You should take extra precautions to lower the infection risk. The World Health Organization and the Centers for Disease Control and Prevention recommend taking the following steps to stop contracting COVID-19:
- Wash your hands often with soap and water for at least 20 seconds, or use a hand sanitizer containing at least 60% alcohol.
- Use a face mask in indoor and outdoor public spaces where COVID-19 transmission is a high risk, such as at a crowded case. If you are completely vaccinated or unvaccinated, you would need to follow different mask instructions. If surgical masks are available, they can be used. N95 respirators can only be used by medical personnel.
- When you cough or sneeze, cover your mouth and nose with your forearm or a tissue. Discard the discarded tissue.
- Hands should be washed as soon as possible.
- Keep your hands away from your eyes, nose, and mouth.
- Avoid being in near proximity to someone who is ill or has symptoms (within 6 feet, or 2 meters).
- Maintain a safe distance from others (within about 6 feet, or 2 meters). If you have a higher risk of serious illness, this is particularly necessary. Keep in mind that even though they don’t have symptoms or are unaware that they have COVID-19, some people will spread it to others.
- Stay away from crowded areas and locations with low ventilation.
- If you’re sick, don’t share plates, cups, blankets, bedding, or other household things.

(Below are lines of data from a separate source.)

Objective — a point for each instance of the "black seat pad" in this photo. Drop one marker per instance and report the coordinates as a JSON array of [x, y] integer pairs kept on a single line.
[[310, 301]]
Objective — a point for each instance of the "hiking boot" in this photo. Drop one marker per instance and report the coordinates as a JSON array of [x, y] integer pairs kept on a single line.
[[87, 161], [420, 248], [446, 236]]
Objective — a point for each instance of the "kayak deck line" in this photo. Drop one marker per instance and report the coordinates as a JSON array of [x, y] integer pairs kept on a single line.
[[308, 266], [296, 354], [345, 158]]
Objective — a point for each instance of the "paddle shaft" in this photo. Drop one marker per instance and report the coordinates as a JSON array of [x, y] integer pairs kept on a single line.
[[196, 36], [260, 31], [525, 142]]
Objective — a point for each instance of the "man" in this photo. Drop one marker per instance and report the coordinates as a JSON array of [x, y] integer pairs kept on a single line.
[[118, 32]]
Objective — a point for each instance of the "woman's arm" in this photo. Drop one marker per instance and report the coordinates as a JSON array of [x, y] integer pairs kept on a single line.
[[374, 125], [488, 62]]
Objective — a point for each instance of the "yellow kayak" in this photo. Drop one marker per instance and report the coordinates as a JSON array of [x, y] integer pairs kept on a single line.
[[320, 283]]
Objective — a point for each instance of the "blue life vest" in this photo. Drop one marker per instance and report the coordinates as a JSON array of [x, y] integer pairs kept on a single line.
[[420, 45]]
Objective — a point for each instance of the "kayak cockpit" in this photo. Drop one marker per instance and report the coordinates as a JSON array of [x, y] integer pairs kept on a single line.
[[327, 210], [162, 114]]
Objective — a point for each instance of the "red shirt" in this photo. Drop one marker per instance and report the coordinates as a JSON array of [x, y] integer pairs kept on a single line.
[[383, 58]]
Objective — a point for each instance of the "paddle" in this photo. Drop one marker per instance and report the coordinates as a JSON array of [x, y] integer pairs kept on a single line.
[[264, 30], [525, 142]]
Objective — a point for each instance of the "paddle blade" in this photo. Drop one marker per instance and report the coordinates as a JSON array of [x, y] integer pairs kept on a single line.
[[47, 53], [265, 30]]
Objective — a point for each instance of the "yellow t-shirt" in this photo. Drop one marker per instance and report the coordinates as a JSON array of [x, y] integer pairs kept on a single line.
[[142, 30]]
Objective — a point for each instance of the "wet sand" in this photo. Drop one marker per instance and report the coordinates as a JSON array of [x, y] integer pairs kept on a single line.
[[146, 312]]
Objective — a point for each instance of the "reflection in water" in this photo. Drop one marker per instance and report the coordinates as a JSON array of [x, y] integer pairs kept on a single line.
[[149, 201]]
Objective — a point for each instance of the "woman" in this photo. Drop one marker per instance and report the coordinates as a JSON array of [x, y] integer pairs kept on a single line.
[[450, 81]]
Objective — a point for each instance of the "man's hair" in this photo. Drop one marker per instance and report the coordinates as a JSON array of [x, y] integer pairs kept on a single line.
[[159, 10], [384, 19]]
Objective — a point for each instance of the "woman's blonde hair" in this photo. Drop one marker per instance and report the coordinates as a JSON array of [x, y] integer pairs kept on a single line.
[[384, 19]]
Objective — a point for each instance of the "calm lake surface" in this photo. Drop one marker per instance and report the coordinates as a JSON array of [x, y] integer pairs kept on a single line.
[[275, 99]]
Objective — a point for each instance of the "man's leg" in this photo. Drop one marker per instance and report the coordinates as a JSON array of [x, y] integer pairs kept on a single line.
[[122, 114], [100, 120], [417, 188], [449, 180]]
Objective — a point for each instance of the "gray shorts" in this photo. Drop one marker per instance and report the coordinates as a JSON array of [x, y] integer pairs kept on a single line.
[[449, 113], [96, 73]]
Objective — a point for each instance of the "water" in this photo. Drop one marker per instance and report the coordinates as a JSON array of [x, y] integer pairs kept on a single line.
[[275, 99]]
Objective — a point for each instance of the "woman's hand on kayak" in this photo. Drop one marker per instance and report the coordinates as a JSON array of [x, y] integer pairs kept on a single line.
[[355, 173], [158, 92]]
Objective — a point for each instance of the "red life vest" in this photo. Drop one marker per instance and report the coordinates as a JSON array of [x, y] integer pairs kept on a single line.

- Wipe down high-touch surfaces like doorknobs, light switches, phones, and counters on a regular basis.
- If you’re sick, stay home from work, school, and public places unless you’re going to see a doctor. If you’re sick, stay away from public transit, taxis, and ride-sharing services.
Coronavirus disease 2019 (COVID-2019). Centers for Disease Control and Prevention. https://www.cdc.gov/coronavirus/2019-ncov/index.html. Accessed April 28, 2021.
Coronavirus disease (COVID-19) outbreak. World Health Organization. https://www.who.int/emergencies/diseases/novel-coronavirus-2019. Accessed April 17, 2020.
AskMayoExpert. COVID-19. Mayo Clinic; 2020.
AskMayoExpert. Upper respiratory tract infection. Mayo Clinic; 2020.
Tosh PK (expert opinion). Mayo Clinic. March 16, 2020.